Increased extracellular matrix stiffness regulates myofibroblast transformation through induction of autophagy-mediated Kindlin-2 cytoplasmic translocation.

ABSTRACT

The extracellular matrix (ECM) mechanical properties regulate biological processes, such as fibroblast-myofibroblast transformation (FMT), which is a crucial component in pelvic organ prolapse (POP) development. The 'Kindlin-2' protein, expressed by fibroblasts, plays an important role in the development of the mesoderm, which is responsible for connective tissue formation; however, the role of Kindlin-2 in FMT remains to be explored.

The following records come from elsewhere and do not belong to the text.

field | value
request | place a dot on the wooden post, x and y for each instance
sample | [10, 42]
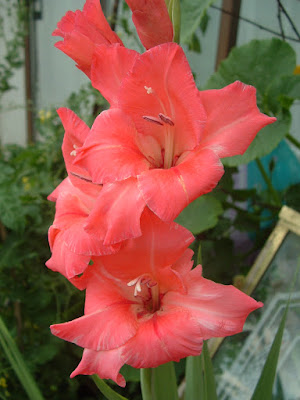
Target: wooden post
[228, 28]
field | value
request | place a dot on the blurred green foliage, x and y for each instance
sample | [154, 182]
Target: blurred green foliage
[32, 297]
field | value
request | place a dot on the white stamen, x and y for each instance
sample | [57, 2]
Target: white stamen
[148, 89]
[133, 282]
[139, 281]
[152, 119]
[166, 119]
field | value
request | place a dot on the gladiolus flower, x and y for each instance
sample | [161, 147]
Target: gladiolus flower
[161, 143]
[145, 306]
[152, 21]
[72, 247]
[82, 31]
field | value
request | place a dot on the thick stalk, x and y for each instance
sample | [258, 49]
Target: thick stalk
[268, 182]
[293, 140]
[146, 375]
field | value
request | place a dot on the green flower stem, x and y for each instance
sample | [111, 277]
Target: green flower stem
[175, 16]
[293, 140]
[271, 188]
[146, 374]
[108, 392]
[18, 364]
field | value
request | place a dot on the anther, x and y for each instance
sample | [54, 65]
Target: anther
[84, 178]
[148, 89]
[152, 119]
[166, 119]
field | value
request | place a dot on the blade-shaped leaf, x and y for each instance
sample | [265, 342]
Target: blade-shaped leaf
[263, 390]
[194, 388]
[201, 214]
[265, 141]
[18, 364]
[192, 11]
[257, 63]
[268, 65]
[159, 383]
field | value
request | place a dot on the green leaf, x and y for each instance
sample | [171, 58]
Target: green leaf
[194, 388]
[263, 390]
[282, 88]
[192, 12]
[265, 141]
[200, 380]
[18, 364]
[201, 214]
[209, 378]
[108, 392]
[257, 63]
[130, 373]
[159, 383]
[194, 44]
[175, 15]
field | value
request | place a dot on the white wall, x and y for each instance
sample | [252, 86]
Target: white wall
[57, 75]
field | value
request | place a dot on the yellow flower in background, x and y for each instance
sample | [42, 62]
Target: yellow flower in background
[26, 183]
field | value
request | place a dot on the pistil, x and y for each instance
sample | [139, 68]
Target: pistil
[169, 148]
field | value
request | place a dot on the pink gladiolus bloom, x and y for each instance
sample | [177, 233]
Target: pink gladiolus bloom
[161, 142]
[145, 306]
[82, 31]
[72, 247]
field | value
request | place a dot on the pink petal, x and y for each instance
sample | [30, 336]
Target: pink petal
[110, 152]
[219, 310]
[62, 187]
[233, 119]
[106, 364]
[82, 31]
[63, 260]
[107, 76]
[164, 337]
[117, 212]
[103, 330]
[162, 81]
[152, 21]
[93, 12]
[160, 245]
[168, 191]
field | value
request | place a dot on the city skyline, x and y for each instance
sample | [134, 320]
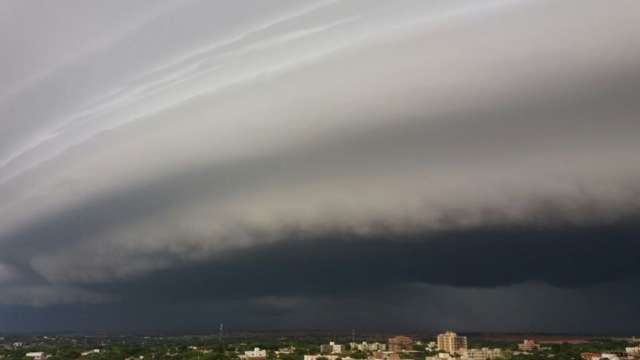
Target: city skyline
[320, 164]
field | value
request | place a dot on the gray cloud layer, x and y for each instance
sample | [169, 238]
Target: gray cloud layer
[202, 134]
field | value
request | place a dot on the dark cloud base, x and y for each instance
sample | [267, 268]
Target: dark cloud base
[567, 256]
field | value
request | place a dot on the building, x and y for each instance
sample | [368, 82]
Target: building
[328, 357]
[400, 343]
[364, 346]
[36, 355]
[256, 354]
[528, 345]
[451, 342]
[440, 356]
[331, 348]
[633, 351]
[386, 355]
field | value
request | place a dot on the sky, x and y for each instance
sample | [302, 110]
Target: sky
[320, 164]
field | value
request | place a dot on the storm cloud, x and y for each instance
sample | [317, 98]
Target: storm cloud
[285, 155]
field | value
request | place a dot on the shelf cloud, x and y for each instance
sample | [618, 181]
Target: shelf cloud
[285, 155]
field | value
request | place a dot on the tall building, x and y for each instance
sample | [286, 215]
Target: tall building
[256, 354]
[451, 342]
[528, 345]
[331, 348]
[399, 343]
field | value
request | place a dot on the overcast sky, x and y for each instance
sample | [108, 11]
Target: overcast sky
[407, 164]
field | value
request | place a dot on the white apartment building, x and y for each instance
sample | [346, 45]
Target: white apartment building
[633, 351]
[451, 342]
[364, 346]
[36, 355]
[255, 353]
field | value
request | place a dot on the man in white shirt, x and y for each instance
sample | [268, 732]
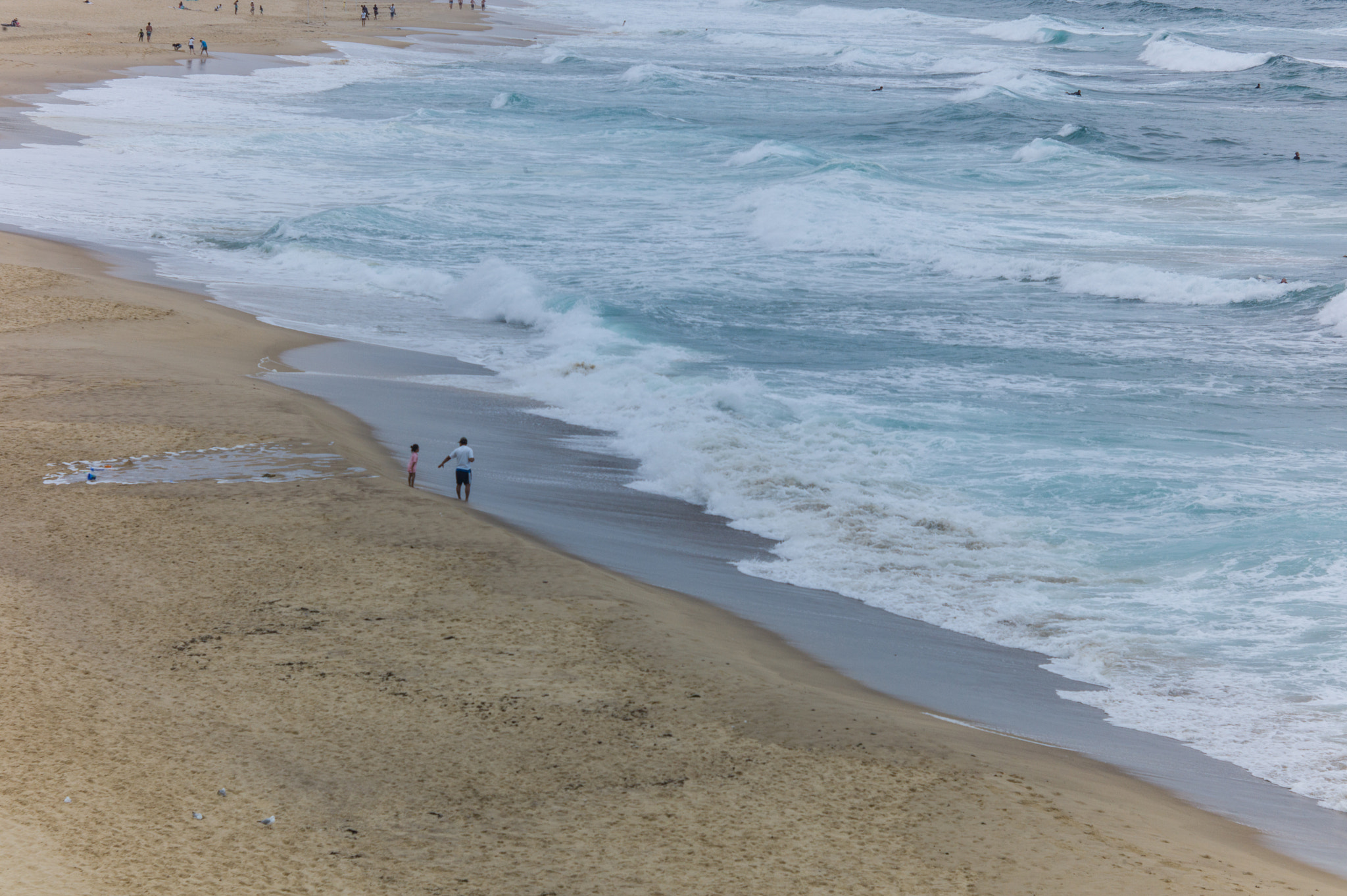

In this study, we aimed to explore the role of Kindlin-2 in FMT as it relates to POP. We found that ECM stiffness induces autophagy to translocate Kindlin-2 to the cytoplasm of L929 cells, where it interacts with and degrades MOB1, thereby facilitating Yes-associated protein (YAP) entry into the nucleus and influencing FMT progression. Stiffness-induced autophagy was inhibited when using an autophagy inhibitor, which blocked the translocation of Kindlin-2 to the cytoplasm and partially reversed high-stiffness-induced FMT. In patients with POP, we observed an increase in cytoplasmic Kindlin-2 and nuclear YAP levels. Similar changes in vaginal wall-associated proteins were observed in a mouse model of acute vaginal injury. In conclusion, Kindlin-2 is a key gene affecting ECM stiffness, which regulates FMT by inducing autophagy and may influence the development of POP.